Is it my perfectionism? (I have wrestled with that over the years, but I don't think that's it.)

Is it some character flaw or odd personality trait? (Well, I certainly have plenty of both, but I don't think that's it, either.)

Genetic quirk? (I, uh... Have more-or-less normal parents, so... Probably not.)

Maybe I'm still trying to prove myself to my father? (Nah. Dad's always been supportive of me.)

So... What could it be?

Why do I have this insane desire to get it right the first time or not do it at all?

Why do I get paralyzed pursuing perfection?

Why can't I ever settle for "progress" & "improvement"?!

I mean, seriously: I NEVER get it right the first time! Not even close!

Or the second.

Usually not the third, either.



And then I usually quit.

Why can't I just learn to "eat an elephant" or "climb a mountain" when it comes to those projects & tasks that are clearly big than me?

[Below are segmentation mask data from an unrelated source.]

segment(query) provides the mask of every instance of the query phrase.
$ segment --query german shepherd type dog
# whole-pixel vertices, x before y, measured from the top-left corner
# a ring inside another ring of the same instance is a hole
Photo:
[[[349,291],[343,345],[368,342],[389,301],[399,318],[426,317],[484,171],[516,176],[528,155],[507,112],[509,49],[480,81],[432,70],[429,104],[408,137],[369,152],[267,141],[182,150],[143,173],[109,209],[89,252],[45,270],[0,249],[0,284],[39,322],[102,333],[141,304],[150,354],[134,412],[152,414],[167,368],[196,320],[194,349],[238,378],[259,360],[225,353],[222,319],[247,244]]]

You know what I mean: you don't eat an elephant all at once (now, that provokes a disturbing visual, doesn't it?!), nor can you climb a mountain all at once, either... You have to take it one bite (for the elephant, obviously) at a time & one step (for the mountain; duh) at a time.

But if you keep biting & if you keep stepping, eventually you get there.

So tomorrow, I'm going to grab a bite of elephant & head off to Mount Everest.